I don't like crawling out of a tent in the middle of the summer night and coming face-to-face with a poisonous snake!
I don't like crawling out of a tent in the middle of the summer night and coming face-to-face with a poisonous snake!
I first started looking into hammocks way before I got into backpacking, but I do not remember how or why...probably shopping for camping gear and stumbled across one. I just got a hammock this Christmas and have not taken it backpacking due to multiple reasons mostly transportation to said trail and college. I look forward to using it especially when I do my week on the AT in March. I know that I will love it after taking a nap in the backyard Christmas day
Three years ago I lost a leg and thought my hiking and backpacking days were over. Wrong! With the new prosthetic devises they have now I'm back to roaming the trails and enjoying mother nature again. Like RamblinRev says, "I'm slow and gimpy", but I'm still out there.
The biggest problem I have (had) is getting in and out of a tent. I can usually find a spot where I can sit, but a spot where I can sit that is convienient to a good tent spot isn't easy. Taking the leg off isn't much of a problem, but I really need to be in a sitting position to get it back on. I have to stand to get it to seat right, and this is a hassle when you have to sit on the ground or inside a tent. And getting up from the ground isn't always easy (or pretty) on one leg.

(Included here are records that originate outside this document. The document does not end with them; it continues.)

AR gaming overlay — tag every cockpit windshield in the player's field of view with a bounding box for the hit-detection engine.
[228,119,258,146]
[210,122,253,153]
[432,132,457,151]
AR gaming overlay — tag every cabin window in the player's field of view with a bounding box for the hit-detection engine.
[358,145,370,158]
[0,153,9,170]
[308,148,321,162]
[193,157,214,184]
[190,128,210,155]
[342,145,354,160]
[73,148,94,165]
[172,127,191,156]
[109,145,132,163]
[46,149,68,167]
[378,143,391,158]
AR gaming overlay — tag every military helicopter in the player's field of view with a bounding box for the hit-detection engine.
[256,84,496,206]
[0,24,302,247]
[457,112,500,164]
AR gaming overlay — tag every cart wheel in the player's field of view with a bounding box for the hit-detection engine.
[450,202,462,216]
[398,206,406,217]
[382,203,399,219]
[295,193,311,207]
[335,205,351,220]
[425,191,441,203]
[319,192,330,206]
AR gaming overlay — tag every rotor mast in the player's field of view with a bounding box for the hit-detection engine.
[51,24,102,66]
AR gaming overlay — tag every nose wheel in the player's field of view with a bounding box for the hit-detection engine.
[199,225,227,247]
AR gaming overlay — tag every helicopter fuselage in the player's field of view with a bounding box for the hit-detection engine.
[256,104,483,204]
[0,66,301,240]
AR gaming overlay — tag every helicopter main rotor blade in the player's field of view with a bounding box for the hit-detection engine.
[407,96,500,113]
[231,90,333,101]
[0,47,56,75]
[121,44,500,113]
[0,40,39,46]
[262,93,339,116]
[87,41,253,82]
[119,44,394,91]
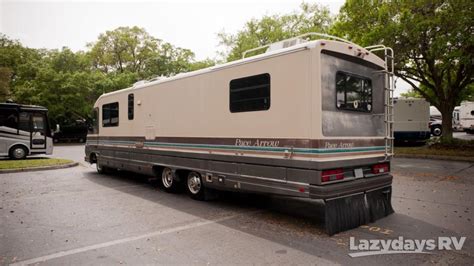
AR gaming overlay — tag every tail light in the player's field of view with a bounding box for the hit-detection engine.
[372,163,389,174]
[321,168,344,182]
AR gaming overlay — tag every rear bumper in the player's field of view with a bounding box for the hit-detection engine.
[393,131,431,141]
[309,174,393,199]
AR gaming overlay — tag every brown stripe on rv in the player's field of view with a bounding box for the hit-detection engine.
[88,136,385,148]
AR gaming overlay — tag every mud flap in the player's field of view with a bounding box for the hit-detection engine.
[325,187,393,235]
[366,187,393,222]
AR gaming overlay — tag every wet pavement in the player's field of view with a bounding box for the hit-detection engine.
[0,145,474,265]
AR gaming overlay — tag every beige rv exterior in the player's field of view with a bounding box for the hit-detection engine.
[86,36,392,234]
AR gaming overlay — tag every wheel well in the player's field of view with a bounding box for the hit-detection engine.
[8,143,30,155]
[175,169,191,180]
[89,152,97,163]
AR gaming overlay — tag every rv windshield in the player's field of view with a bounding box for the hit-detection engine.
[336,72,372,112]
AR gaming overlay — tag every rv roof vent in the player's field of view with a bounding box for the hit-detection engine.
[266,38,307,53]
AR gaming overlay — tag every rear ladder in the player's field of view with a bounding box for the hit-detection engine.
[365,45,395,161]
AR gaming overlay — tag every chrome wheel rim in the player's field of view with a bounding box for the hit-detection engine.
[188,173,201,194]
[13,148,26,159]
[161,169,173,188]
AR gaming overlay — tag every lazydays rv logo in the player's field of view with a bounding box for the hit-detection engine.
[349,236,466,258]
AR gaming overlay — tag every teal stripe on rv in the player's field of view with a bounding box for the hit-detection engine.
[88,140,385,154]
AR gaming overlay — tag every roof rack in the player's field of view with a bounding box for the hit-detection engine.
[242,32,356,59]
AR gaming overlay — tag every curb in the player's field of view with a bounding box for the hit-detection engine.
[0,162,79,174]
[394,154,474,163]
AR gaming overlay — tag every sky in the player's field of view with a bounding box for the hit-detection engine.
[0,0,407,94]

So after finding info on hammocking here and at other sites, and with some great help from Mule (he spent a couple of hours showing me some hammocks and letting me try some out - then sold me one of his). I have left the dark world of ground dwellers and come into the light. I are now a "hanger".
Other than the obvious, a great nights sleep, with a hammock I always have a place to sit and it's always convienent to my bed. This allows me to take my leg off at night and get it back on in the morning without having to crawl twenty feet to the tent or a seat. I can cook from there and just relax if I want. I can put up the hammock and tarp without having to bend over or squat down (except for stakes, and one or two are a lot better than four or six). I don't have to crawl in and out of it with wet rain gear. And I can dress and undress standing up. I still have a couple of issues to work out, like what to do with my leg at night. I'm not sure I want to leave it on the ground and wake up one morning to find that some critter has wondered off with it (not a pretty sight to see a one legged old man crawling through the bushes looking for his leg - maybe funny, but not pretty).
So, IMHO anyone with leg or back dissabilities can definately benefit from a hammock. Besides, where else can you get a better nights sleep in the wilderness?
I'm so out of shape ......I passed gas yesterday and pulled a muscle!
Well, sleeping under a tarp was the 'gateway drug' for me.
I loved the tarp, but I was not happy with any kind of sleeping pad I had.
Getting up off the ground after a long day and a long night tossing and turning was a pain.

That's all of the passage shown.